I have to say, I was sympathetic to him when you were describing the incident with the book bag - it sounded like you don't trust him to work out what had happened with the homework, which you may be right about for all I know, but I can see how he may have felt you were meddling needlessly instead of just letting him get on with it. Adding that to the initial frustration when he thought that your daughter hadn't done what he asked and the realisation that your actions had caused him to tell her off needlessly and I can see how he could have become frustrated.
However, I don't for one moment think that you were unreasonable to do what you did, because you were trying to help and it was just a breakdown in communication, which was compounded by him not allowing you to explain (this is where I lost sympathy with him to be honest!). Then the carrying on in front of your daughter really made me re-think because it's obvious that he has no qualms about behaving inappropriately in front of a small child, so I can imagine him snapping at you and dismissing your attempt to explain and it appears that actually he's just being an arsey bastard. Have you told him that he makes you feel bullied? Do you think he really realises how unhappy this has made you?

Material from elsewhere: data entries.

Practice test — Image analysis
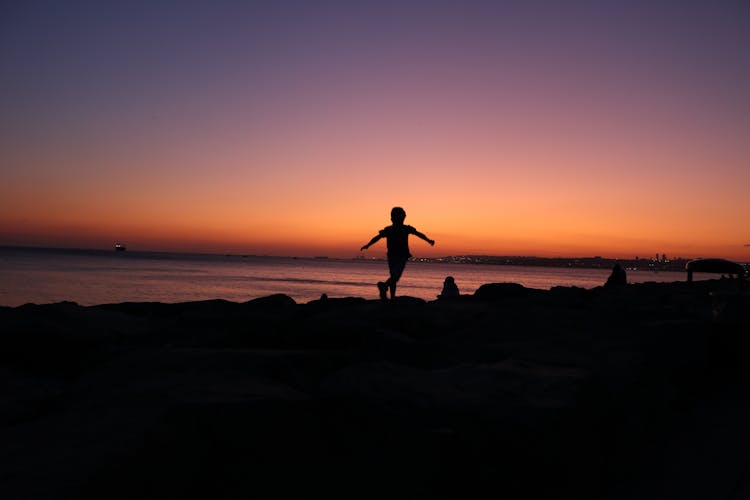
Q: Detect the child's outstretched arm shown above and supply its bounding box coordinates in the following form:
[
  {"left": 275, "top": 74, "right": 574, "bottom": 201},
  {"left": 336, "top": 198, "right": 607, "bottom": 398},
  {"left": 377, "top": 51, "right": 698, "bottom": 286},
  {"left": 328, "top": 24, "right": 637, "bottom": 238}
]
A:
[
  {"left": 414, "top": 229, "right": 435, "bottom": 246},
  {"left": 360, "top": 234, "right": 382, "bottom": 250}
]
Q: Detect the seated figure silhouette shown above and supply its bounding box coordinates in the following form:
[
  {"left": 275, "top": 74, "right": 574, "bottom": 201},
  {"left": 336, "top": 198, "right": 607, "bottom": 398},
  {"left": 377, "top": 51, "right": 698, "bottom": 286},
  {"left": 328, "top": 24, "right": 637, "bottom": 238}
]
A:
[
  {"left": 438, "top": 276, "right": 460, "bottom": 299},
  {"left": 604, "top": 263, "right": 628, "bottom": 287},
  {"left": 360, "top": 207, "right": 435, "bottom": 300}
]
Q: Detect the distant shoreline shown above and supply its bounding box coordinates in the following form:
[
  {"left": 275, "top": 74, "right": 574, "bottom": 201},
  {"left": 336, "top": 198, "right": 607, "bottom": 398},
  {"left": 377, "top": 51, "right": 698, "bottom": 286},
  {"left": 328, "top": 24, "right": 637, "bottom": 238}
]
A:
[{"left": 0, "top": 245, "right": 750, "bottom": 272}]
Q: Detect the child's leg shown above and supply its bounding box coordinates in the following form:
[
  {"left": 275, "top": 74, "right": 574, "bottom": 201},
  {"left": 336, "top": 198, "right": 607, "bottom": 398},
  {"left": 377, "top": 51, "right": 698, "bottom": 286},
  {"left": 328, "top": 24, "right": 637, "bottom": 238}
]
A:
[{"left": 386, "top": 257, "right": 407, "bottom": 298}]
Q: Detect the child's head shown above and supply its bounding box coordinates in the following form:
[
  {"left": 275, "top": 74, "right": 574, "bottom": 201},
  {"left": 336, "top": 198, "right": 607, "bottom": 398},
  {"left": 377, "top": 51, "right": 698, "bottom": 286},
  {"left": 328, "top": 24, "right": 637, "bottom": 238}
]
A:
[{"left": 391, "top": 207, "right": 406, "bottom": 224}]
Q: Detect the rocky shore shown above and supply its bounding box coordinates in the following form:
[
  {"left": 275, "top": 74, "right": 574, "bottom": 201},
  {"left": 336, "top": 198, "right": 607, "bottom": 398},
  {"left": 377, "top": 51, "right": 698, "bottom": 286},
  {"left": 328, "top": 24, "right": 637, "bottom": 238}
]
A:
[{"left": 0, "top": 280, "right": 750, "bottom": 500}]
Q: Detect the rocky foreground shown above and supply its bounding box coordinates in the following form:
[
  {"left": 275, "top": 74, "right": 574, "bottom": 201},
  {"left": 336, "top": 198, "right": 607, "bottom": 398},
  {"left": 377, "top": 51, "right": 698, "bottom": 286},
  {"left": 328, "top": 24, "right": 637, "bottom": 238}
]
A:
[{"left": 0, "top": 280, "right": 750, "bottom": 499}]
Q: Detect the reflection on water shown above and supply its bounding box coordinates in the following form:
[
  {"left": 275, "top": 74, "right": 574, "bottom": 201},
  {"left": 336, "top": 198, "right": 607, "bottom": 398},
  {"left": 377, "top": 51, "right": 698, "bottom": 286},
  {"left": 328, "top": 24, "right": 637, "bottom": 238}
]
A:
[{"left": 0, "top": 248, "right": 716, "bottom": 306}]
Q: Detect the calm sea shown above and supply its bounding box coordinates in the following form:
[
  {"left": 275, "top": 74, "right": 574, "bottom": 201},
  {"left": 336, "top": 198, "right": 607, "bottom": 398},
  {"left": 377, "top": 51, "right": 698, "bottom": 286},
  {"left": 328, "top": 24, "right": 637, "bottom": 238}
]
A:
[{"left": 0, "top": 248, "right": 704, "bottom": 306}]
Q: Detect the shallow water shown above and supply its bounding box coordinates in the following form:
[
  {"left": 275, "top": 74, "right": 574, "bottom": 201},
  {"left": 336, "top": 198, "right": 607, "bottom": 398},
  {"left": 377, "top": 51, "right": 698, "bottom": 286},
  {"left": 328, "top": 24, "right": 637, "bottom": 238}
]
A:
[{"left": 0, "top": 248, "right": 715, "bottom": 306}]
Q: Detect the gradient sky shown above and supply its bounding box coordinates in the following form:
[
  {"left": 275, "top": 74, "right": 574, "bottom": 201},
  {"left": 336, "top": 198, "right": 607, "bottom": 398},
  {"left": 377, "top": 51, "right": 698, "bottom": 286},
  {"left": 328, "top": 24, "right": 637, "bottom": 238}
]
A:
[{"left": 0, "top": 0, "right": 750, "bottom": 261}]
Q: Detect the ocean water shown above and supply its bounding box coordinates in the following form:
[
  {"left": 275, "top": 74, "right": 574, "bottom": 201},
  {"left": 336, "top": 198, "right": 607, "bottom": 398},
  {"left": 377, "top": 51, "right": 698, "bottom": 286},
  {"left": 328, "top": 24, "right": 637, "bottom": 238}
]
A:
[{"left": 0, "top": 248, "right": 704, "bottom": 307}]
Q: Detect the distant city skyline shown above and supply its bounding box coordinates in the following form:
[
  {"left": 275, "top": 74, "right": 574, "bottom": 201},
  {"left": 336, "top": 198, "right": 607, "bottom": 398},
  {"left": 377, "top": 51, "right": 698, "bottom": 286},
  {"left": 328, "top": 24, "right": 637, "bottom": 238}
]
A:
[{"left": 0, "top": 0, "right": 750, "bottom": 261}]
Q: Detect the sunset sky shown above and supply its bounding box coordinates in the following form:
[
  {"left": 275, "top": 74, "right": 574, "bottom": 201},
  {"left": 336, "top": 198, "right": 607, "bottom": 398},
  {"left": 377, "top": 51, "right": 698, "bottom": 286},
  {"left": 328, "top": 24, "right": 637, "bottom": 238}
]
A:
[{"left": 0, "top": 0, "right": 750, "bottom": 261}]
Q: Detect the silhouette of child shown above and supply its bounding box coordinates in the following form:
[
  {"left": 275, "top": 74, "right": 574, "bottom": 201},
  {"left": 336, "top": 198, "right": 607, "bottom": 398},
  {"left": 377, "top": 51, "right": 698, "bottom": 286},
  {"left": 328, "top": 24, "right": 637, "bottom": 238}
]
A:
[
  {"left": 360, "top": 207, "right": 435, "bottom": 300},
  {"left": 438, "top": 276, "right": 460, "bottom": 299}
]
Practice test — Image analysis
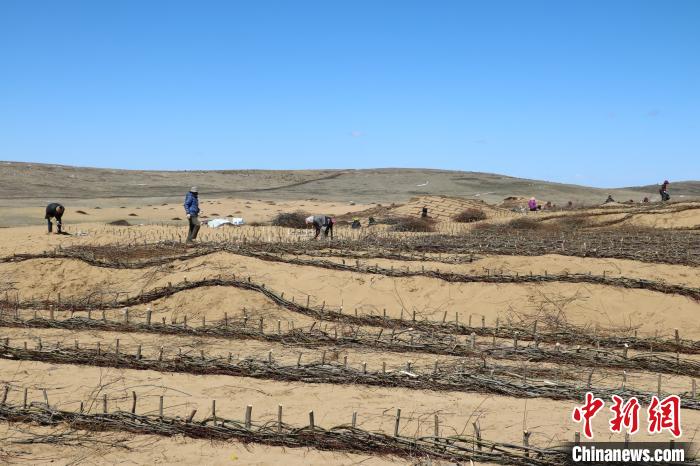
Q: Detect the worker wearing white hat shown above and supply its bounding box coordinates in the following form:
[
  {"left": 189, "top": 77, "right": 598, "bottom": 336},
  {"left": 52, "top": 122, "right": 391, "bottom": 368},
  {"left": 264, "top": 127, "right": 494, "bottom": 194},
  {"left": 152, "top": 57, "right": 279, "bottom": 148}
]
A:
[{"left": 306, "top": 215, "right": 335, "bottom": 239}]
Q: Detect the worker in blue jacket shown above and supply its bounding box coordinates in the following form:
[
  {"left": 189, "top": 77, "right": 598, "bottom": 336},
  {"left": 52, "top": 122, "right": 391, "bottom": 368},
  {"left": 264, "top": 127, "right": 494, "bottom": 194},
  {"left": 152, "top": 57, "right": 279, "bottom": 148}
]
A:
[{"left": 185, "top": 186, "right": 199, "bottom": 243}]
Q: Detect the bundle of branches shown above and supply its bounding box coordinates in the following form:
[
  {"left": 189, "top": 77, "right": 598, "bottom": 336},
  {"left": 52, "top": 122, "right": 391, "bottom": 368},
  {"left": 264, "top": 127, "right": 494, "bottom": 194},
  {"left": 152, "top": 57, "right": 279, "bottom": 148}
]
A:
[
  {"left": 389, "top": 217, "right": 436, "bottom": 233},
  {"left": 0, "top": 345, "right": 700, "bottom": 410},
  {"left": 0, "top": 403, "right": 576, "bottom": 466},
  {"left": 453, "top": 208, "right": 486, "bottom": 223},
  {"left": 5, "top": 317, "right": 700, "bottom": 378},
  {"left": 272, "top": 210, "right": 309, "bottom": 229}
]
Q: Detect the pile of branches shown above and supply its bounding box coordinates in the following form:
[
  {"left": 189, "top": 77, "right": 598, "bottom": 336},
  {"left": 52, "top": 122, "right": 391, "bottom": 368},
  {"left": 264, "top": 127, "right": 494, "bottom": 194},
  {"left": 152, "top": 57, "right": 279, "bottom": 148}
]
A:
[
  {"left": 384, "top": 217, "right": 437, "bottom": 233},
  {"left": 0, "top": 316, "right": 700, "bottom": 378},
  {"left": 0, "top": 276, "right": 700, "bottom": 354},
  {"left": 272, "top": 211, "right": 309, "bottom": 229},
  {"left": 0, "top": 345, "right": 700, "bottom": 410},
  {"left": 453, "top": 208, "right": 486, "bottom": 223},
  {"left": 0, "top": 403, "right": 576, "bottom": 466}
]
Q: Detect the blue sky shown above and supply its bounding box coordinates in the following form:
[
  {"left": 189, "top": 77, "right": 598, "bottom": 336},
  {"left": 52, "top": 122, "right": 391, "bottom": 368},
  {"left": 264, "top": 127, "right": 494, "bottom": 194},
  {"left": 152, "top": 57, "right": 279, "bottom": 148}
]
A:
[{"left": 0, "top": 0, "right": 700, "bottom": 186}]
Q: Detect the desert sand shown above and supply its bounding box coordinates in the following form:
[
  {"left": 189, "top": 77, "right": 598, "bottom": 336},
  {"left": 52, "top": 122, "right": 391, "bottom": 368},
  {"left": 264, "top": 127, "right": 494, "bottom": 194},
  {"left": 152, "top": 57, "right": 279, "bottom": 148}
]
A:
[{"left": 0, "top": 191, "right": 700, "bottom": 464}]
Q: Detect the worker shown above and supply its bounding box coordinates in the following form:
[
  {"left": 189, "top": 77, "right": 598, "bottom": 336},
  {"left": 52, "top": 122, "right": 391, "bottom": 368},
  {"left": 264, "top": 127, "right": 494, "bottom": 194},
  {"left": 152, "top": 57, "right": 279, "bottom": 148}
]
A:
[
  {"left": 306, "top": 215, "right": 335, "bottom": 239},
  {"left": 185, "top": 186, "right": 200, "bottom": 243},
  {"left": 527, "top": 197, "right": 541, "bottom": 212},
  {"left": 659, "top": 180, "right": 671, "bottom": 202},
  {"left": 44, "top": 202, "right": 66, "bottom": 235}
]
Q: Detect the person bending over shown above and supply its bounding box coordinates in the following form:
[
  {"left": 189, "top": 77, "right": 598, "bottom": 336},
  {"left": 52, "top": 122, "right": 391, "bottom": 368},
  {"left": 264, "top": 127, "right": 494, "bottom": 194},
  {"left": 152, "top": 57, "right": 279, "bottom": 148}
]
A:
[
  {"left": 185, "top": 186, "right": 200, "bottom": 243},
  {"left": 44, "top": 202, "right": 66, "bottom": 235},
  {"left": 306, "top": 215, "right": 335, "bottom": 239}
]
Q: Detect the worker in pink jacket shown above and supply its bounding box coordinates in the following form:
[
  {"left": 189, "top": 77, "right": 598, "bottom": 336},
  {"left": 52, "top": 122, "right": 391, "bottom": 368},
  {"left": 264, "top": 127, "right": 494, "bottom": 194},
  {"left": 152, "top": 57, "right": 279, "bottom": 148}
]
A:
[{"left": 527, "top": 197, "right": 540, "bottom": 212}]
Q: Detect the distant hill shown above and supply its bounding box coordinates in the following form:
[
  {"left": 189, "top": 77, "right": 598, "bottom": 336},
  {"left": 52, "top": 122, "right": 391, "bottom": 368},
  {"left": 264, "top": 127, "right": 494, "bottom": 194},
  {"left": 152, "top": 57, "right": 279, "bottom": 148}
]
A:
[{"left": 0, "top": 162, "right": 700, "bottom": 203}]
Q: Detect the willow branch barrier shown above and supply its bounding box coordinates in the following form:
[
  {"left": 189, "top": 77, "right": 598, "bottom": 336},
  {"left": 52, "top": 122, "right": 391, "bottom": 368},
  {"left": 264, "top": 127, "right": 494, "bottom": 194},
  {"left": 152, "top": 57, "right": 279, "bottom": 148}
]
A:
[
  {"left": 0, "top": 276, "right": 700, "bottom": 354},
  {"left": 0, "top": 309, "right": 700, "bottom": 377},
  {"left": 0, "top": 391, "right": 576, "bottom": 466},
  {"left": 0, "top": 340, "right": 700, "bottom": 410}
]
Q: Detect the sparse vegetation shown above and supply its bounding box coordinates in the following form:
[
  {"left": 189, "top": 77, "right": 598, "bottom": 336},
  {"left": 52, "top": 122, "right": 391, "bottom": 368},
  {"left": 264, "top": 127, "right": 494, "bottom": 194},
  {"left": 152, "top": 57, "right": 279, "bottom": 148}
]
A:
[
  {"left": 453, "top": 208, "right": 486, "bottom": 223},
  {"left": 272, "top": 210, "right": 309, "bottom": 228},
  {"left": 386, "top": 217, "right": 436, "bottom": 233}
]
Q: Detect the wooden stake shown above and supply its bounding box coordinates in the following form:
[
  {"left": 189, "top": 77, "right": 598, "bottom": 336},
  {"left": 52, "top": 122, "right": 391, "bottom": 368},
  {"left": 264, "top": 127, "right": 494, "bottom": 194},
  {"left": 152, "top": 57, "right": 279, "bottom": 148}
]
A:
[
  {"left": 472, "top": 421, "right": 481, "bottom": 450},
  {"left": 523, "top": 430, "right": 532, "bottom": 457},
  {"left": 245, "top": 405, "right": 253, "bottom": 429},
  {"left": 394, "top": 408, "right": 401, "bottom": 437},
  {"left": 277, "top": 405, "right": 282, "bottom": 433}
]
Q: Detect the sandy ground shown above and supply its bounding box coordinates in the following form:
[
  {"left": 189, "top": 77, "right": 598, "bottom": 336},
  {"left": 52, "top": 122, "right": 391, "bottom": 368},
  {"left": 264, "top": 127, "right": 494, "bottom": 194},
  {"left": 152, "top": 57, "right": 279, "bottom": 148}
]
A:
[
  {"left": 0, "top": 361, "right": 700, "bottom": 446},
  {"left": 0, "top": 424, "right": 410, "bottom": 466},
  {"left": 0, "top": 199, "right": 700, "bottom": 464},
  {"left": 0, "top": 198, "right": 373, "bottom": 231},
  {"left": 0, "top": 253, "right": 700, "bottom": 338}
]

thehorridestmumintheworld Thu 03-Oct-13 23:20:03

Yes it was dh bu but sounds like just one of those days. Maybe you both need a break and some time together doing something nice.

ExcuseTypos Thu 03-Oct-13 23:21:43

It doesnt matter that you got involved, he shouldnt be shouting at your dd for not bringing the book bag.

Why shout at a child for not doing something so simple ? Just a pleasant 'oh get your book bag aswell please' would have been sufficient surely?

Does he shout and swear at you and the dc often?